SÃO PAULO - A Polícia Civil começa a rastrear hoje pagamentos feitos pelo padre Júlio Lancellotti à quadrilha acusada de extorqui-lo e as compras realizadas pelos criminosos. O objetivo do delegado André Luiz Pimentel, do Setor de Investigações Gerais (SIG) da 5ª Seccional, é verificar se as informações fornecidas por Anderson Marcos Batista são verdadeiras.
Ex-interno da Febem (atual Fundação Casa), Batista foi preso na noite de sexta-feira com a mulher, Conceição Eletério, e Evandro dos Santos Guimarães.

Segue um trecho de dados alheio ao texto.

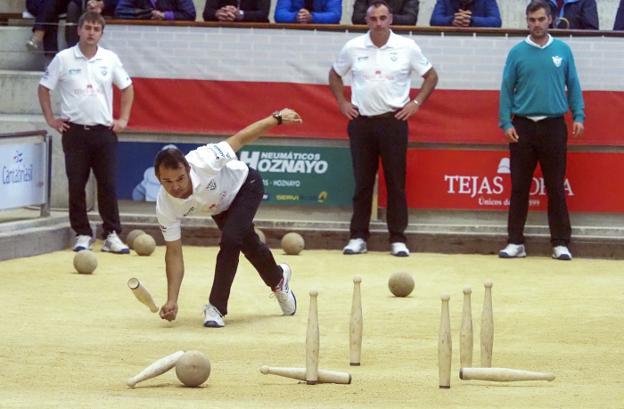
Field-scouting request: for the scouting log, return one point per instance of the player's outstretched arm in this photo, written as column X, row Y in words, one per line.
column 259, row 128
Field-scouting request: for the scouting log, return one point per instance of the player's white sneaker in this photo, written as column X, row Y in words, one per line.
column 399, row 249
column 512, row 251
column 562, row 253
column 212, row 317
column 283, row 293
column 83, row 242
column 355, row 246
column 113, row 244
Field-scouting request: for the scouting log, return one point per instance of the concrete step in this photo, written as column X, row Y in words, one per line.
column 19, row 93
column 13, row 52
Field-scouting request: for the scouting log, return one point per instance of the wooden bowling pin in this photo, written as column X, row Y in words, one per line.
column 300, row 374
column 445, row 347
column 465, row 333
column 156, row 368
column 487, row 327
column 141, row 293
column 355, row 325
column 503, row 375
column 312, row 341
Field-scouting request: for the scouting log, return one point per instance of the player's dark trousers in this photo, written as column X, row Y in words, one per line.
column 89, row 148
column 238, row 235
column 371, row 138
column 543, row 142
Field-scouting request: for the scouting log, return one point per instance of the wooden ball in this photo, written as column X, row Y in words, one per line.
column 401, row 284
column 144, row 245
column 292, row 243
column 193, row 368
column 260, row 234
column 85, row 262
column 133, row 235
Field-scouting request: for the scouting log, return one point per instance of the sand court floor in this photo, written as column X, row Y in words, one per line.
column 72, row 341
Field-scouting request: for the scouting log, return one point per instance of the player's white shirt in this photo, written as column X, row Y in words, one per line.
column 381, row 77
column 216, row 175
column 85, row 86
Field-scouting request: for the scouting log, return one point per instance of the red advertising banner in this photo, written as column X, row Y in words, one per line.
column 480, row 180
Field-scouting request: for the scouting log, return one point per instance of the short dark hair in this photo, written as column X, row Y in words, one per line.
column 535, row 5
column 379, row 3
column 92, row 17
column 170, row 158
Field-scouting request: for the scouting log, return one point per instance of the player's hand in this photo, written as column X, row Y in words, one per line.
column 59, row 124
column 512, row 135
column 290, row 116
column 169, row 311
column 304, row 16
column 349, row 110
column 158, row 15
column 408, row 110
column 119, row 125
column 577, row 129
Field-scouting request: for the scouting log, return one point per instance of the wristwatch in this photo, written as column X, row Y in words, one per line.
column 277, row 115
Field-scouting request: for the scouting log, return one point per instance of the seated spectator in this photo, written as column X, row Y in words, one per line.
column 619, row 17
column 308, row 11
column 404, row 12
column 574, row 14
column 466, row 13
column 237, row 10
column 156, row 9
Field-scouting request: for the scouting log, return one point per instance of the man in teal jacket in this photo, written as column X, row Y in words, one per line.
column 539, row 86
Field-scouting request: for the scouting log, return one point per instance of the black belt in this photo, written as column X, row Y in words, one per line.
column 381, row 116
column 88, row 127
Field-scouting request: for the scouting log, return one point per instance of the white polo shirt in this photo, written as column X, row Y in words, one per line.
column 85, row 86
column 217, row 176
column 381, row 77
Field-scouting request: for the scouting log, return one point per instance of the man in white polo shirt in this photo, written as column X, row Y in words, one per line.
column 212, row 179
column 382, row 64
column 83, row 75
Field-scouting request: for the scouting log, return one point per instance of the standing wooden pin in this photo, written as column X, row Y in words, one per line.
column 487, row 327
column 445, row 347
column 312, row 341
column 465, row 333
column 355, row 325
column 141, row 293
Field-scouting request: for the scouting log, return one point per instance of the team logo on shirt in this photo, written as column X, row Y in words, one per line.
column 557, row 61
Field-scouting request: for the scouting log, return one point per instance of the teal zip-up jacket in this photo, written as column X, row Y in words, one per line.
column 540, row 82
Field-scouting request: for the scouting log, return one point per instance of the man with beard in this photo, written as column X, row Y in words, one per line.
column 539, row 86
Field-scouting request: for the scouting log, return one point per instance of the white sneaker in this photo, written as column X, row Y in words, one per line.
column 355, row 246
column 562, row 253
column 212, row 317
column 512, row 251
column 399, row 249
column 83, row 242
column 283, row 293
column 113, row 244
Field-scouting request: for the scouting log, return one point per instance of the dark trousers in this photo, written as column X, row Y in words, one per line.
column 87, row 148
column 370, row 139
column 543, row 142
column 238, row 235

Ele disse que recebeu entre R$ 600 mil e R$ 700 mil do padre, que teria dado o dinheiro espontaneamente porque os dois mantinham um relacionamento sexual.
Em seu primeiro depoimento à polícia, Batista disse ter ido com o padre a uma agência bancária do Santander/Banespa da Avenida Celso Garcia, no Tatuapé, Zona Leste de São Paulo, para sacar R$ 40 mil, em outubro ou novembro de 2006. Também afirma ter comprado carros e uma televisão, nas Casas Bahia, com o dinheiro que recebeu.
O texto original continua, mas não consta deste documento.